The reality of politics is harsher. We got a taste of it when Digvijay Singh made
what looked at first like a
critical statement against the Sonia Gandhi-Manmohan Singh leadership. Their
functioning as twin power centres had
failed, he said. It was time therefore for Rahul Gandhi to become the sole power
centre as Prime Minister.

Was Digvijay Singh, said to be Rahul Gandhi's mentor, knocking out other prime
ministerial hopefuls by saying that the
Sonia-Manmohan pairing would not be repeated by, say, a Rahul-Chidambaram pairing?
Before we could figure that out,
another ranking Congressman changed the whole scenario.

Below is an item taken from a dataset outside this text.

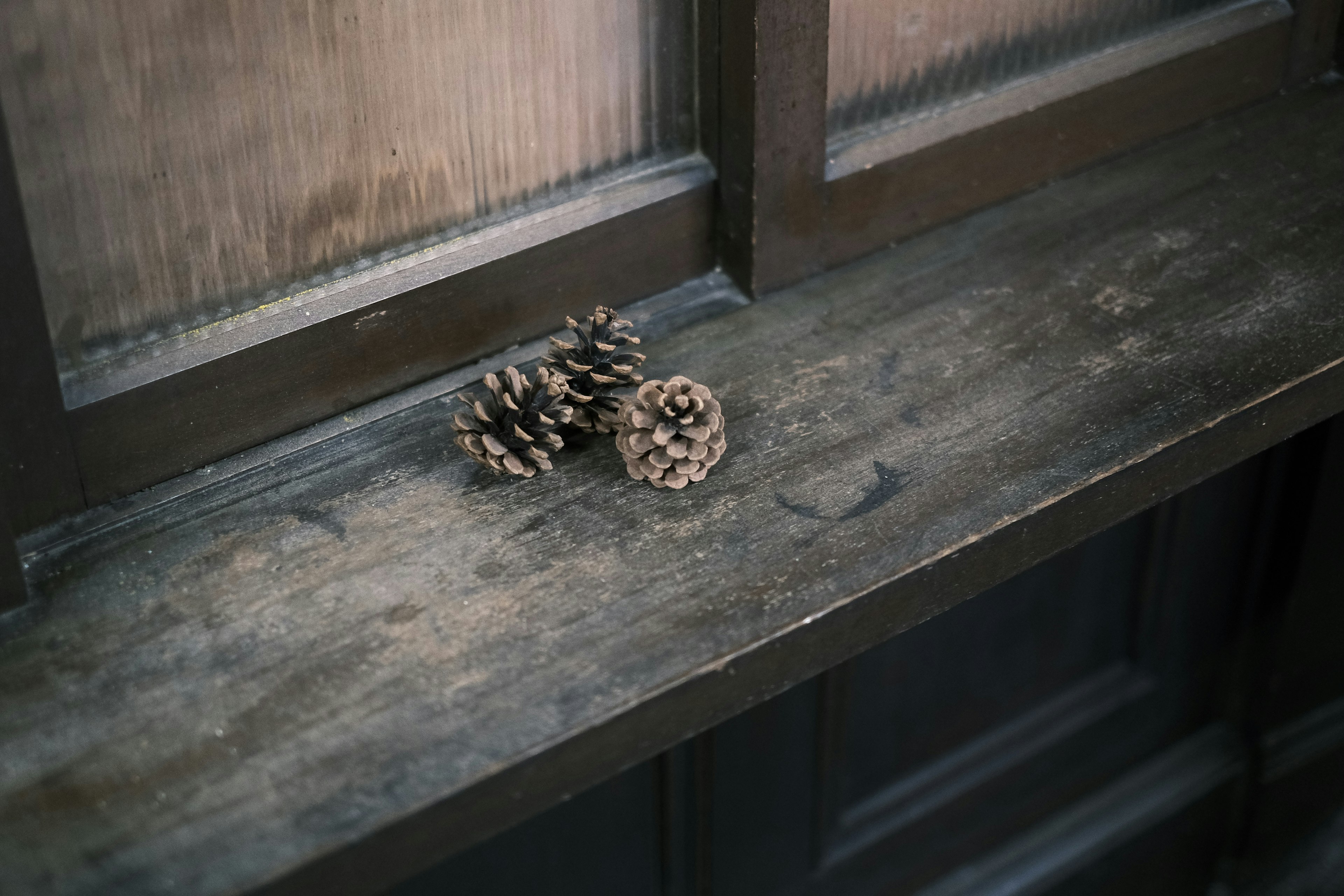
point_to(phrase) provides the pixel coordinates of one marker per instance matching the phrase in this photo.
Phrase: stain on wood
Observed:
(374, 649)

Janardan Dwivedi, who never utters a syllable unless it is official party gospel,
said the Sonia-Manmohan team was
something unique and could be "an ideal model for the future." Other party satraps
rushed in to endorse that view.
But Digvijay, the mentor, stuck to his position, thus creating a Great Moment in the
history of Politics by Confusion.

So what's going on? It cannot be that the Congress is finally recognising the
unwinnability of Rahul Gandhi. That
would be a repudiation of mother's love and hence inconceivable. So, anticipating a
poor performance in the next
election, is the Congress trying to save Rahul Gandhi's face by putting poor
Manmohan Singh up front as a shield? Or
is there a plan to project Manmohan for now and, if the party were to win a credible
number of seats in Parliament,
then ditch him and put Rahul on the gaddi?

Calculations and confusions are important for the Congress because it is likely to
benefit in this election from the
weaknesses of the BJP. In Karnataka at any rate, it will win because of the
terrible record of the BJP Government.
But the early moves of the Congress in the State show that it is not learning
anything from its fortuitous advantage.
The opportunity to win the trust of the people may already be lost. Senior leader
Siddaramaiah was looked upon as
the most credible among Congressmen and a government under his leadership was
something many people in the State
longed for. But as soon as elections were announced in the State, the party
appointed as its strategy committee's
chief a discredited former Congress leader who had acted like a bull in a china shop
whenever he tasted power. That
this man was Siddaramaiah's nominee dashed all hopes about the lone remaining
Congress leader. The party has since
been busy trying to give tickets to other renegades, corruption kings and party
hoppers. The colours may change, but
the tragedy of our democracy will continue.